BBC buys its own botnet
Posted on 12 Mar 2009 at 07:48
The BBC has bought a 22,000 PC botnet to expose how easy it is to buy hijacked machines online.
The Corporation's Click programme claims it purchased the botnet after "visiting chatrooms on the internet".
The botnet was used to send out spam to two test email addresses created by the BBC, and then to simulate a denial-of-service attack on a security company's back-up server.
The BBC claims it took only 60 machines bombarding the server with requests to knock over the dummy site.
Despite hijacking real PCs, the BBC claims it's done nothing illegal, because the exercise wasn't done with criminal intent.
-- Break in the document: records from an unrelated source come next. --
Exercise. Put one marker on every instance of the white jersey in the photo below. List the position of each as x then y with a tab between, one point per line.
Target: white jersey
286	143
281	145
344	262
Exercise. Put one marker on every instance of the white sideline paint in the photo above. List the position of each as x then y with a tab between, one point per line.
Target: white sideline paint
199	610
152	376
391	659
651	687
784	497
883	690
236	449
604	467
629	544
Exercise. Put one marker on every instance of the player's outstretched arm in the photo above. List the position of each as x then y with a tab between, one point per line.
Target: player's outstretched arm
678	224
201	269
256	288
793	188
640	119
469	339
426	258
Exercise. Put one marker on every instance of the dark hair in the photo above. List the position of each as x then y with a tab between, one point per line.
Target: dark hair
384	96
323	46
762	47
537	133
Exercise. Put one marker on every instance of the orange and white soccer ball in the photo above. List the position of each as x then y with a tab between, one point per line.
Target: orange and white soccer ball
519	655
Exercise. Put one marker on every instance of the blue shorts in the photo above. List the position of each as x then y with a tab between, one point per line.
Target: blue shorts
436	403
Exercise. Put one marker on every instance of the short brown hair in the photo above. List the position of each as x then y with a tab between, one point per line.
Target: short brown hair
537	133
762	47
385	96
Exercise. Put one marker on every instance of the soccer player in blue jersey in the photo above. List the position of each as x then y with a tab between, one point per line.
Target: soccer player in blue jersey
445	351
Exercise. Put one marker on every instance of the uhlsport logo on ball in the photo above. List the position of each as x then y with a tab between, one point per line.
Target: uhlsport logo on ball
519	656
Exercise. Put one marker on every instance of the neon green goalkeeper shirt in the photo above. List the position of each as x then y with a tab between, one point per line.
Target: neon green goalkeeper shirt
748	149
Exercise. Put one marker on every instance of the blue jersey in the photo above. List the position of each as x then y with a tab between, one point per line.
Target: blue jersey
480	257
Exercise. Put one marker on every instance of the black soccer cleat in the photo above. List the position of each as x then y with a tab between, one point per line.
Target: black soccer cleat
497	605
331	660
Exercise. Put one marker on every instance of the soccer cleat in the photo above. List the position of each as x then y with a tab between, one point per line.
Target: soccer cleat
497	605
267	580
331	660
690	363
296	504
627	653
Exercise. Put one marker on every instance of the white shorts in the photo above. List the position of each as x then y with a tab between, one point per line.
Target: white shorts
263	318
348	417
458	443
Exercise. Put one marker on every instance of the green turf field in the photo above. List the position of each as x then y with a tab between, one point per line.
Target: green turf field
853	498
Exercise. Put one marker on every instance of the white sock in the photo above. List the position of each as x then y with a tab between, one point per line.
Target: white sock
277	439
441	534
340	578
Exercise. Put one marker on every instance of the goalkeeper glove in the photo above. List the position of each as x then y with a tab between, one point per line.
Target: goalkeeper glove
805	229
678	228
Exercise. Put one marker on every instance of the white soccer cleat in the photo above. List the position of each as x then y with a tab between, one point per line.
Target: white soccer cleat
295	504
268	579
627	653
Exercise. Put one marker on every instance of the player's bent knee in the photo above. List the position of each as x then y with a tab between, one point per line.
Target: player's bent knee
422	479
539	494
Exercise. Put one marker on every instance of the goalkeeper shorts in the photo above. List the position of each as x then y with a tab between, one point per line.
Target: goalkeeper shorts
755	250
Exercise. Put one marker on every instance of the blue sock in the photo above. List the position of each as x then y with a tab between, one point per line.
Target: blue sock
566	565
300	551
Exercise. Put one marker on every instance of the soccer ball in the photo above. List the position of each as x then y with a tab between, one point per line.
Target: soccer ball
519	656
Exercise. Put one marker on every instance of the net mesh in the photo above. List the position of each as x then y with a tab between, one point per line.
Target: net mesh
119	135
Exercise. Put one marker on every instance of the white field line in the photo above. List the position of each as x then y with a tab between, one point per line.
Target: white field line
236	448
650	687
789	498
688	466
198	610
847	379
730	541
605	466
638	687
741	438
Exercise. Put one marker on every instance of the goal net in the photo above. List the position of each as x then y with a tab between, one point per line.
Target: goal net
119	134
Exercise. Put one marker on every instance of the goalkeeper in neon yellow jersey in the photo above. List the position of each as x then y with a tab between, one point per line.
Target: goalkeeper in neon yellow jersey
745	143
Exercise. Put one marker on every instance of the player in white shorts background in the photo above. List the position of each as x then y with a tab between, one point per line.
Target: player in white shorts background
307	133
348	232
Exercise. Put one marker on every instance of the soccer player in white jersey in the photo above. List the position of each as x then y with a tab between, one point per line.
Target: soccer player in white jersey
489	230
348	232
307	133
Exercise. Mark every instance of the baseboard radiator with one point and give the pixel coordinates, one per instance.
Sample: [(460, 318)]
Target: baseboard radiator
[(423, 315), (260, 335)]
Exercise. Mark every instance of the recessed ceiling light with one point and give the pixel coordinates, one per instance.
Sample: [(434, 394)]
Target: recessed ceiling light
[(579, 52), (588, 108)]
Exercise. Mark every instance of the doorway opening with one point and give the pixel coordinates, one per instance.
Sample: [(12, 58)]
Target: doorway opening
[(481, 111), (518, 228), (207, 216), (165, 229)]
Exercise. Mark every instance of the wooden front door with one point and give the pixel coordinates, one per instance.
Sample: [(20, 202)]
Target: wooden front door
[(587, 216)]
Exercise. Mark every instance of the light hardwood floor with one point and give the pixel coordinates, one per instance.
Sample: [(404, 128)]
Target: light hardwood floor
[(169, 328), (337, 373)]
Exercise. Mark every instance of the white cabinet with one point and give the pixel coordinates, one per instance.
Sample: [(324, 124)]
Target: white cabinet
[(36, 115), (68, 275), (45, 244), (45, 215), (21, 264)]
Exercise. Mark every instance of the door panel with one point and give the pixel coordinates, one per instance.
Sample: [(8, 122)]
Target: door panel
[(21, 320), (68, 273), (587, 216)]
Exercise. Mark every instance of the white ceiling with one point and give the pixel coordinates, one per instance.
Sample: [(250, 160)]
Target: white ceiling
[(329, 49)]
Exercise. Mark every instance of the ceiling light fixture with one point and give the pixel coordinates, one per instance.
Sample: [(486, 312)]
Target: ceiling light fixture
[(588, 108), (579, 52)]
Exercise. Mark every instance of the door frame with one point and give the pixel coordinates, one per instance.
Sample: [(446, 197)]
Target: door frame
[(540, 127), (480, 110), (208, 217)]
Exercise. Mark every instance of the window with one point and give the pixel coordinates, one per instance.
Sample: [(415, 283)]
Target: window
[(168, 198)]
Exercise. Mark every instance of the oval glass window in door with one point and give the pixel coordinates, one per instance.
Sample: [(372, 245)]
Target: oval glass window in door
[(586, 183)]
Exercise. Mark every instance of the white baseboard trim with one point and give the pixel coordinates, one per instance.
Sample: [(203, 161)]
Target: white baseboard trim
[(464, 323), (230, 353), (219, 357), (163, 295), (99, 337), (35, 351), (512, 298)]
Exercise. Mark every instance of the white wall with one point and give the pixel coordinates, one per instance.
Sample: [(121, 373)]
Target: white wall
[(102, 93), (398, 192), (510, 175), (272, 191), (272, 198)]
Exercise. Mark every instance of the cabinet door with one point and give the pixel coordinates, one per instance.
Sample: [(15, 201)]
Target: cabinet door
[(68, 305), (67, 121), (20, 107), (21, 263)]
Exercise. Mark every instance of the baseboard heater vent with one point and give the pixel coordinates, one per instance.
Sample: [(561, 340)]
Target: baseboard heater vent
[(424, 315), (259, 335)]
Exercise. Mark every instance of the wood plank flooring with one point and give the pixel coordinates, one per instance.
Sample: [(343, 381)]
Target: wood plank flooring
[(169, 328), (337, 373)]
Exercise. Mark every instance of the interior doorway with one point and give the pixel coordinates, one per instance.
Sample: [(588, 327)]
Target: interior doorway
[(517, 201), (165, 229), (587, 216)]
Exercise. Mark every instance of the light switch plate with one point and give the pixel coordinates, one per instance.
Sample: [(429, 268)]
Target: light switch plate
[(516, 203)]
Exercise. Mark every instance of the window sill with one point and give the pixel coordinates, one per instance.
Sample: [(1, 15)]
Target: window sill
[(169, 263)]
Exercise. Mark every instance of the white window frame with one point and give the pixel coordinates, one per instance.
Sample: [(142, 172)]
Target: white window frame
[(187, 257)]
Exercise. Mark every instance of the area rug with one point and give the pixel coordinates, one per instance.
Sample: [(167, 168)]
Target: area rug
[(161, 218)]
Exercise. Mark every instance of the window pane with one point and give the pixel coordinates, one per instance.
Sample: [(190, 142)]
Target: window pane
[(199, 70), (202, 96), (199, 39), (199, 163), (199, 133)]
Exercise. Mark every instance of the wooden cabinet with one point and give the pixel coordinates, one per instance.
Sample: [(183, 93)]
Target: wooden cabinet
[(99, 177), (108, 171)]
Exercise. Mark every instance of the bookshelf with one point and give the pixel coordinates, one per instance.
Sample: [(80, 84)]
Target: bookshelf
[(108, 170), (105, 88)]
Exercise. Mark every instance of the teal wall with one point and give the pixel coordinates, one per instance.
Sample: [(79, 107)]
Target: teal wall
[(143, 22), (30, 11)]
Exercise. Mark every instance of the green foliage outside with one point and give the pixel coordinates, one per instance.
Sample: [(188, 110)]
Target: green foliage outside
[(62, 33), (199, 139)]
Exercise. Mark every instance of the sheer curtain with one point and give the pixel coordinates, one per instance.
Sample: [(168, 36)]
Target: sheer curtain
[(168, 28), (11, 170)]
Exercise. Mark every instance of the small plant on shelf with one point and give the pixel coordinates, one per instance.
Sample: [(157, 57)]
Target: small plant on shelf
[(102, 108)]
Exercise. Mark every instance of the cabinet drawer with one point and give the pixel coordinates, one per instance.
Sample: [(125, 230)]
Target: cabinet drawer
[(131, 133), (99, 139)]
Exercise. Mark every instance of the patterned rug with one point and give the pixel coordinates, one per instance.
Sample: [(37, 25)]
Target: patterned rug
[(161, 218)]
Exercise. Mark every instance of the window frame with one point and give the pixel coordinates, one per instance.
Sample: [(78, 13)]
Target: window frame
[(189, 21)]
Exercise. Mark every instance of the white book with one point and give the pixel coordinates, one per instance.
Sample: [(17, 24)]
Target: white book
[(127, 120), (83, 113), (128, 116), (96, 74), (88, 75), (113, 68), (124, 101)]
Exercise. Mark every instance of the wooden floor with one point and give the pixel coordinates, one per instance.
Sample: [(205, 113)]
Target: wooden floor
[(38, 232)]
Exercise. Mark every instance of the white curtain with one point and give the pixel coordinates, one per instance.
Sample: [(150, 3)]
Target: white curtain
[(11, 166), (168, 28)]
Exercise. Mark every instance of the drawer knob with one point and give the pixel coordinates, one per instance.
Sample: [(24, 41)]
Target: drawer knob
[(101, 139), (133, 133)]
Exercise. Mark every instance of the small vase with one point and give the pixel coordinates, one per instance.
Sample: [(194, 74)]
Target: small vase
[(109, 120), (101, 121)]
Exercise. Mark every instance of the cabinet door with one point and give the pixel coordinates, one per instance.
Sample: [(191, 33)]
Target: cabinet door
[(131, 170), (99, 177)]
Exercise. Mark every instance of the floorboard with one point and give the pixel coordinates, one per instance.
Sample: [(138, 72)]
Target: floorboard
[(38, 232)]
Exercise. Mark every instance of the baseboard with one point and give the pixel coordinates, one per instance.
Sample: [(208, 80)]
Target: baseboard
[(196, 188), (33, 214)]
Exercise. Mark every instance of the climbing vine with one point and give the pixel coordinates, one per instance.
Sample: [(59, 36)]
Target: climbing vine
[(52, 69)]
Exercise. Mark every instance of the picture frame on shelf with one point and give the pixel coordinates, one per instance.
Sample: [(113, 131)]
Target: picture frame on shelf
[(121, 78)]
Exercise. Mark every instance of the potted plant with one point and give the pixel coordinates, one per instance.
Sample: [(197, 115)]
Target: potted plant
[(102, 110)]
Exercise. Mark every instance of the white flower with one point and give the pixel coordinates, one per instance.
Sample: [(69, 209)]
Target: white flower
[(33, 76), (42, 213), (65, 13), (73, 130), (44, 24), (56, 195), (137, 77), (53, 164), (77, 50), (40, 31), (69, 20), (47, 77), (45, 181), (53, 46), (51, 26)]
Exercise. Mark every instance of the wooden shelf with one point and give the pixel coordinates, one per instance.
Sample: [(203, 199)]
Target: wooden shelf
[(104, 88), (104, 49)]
The BBC says it's warned the affected users their machines were infected and advised them on to how make their computers more secure. The programme makers also insist they didn't access any personal data on the machines, although that does raise the question of how they managed to contact the owners of the infected PCs. The BBC was unable to comment at the time of publication.
The BBC didn't reveal how much it paid for the botnet, although figures from experts suggest it was in the region of £5,000-£6,000.
"Computers from the US and the UK go for about $350 to $400 (£254-£290) for 1,000 [machines] because they've got much more financial details, like online banking passwords and credit cards details," McAfee security analyst, Greg Day, told the BBC.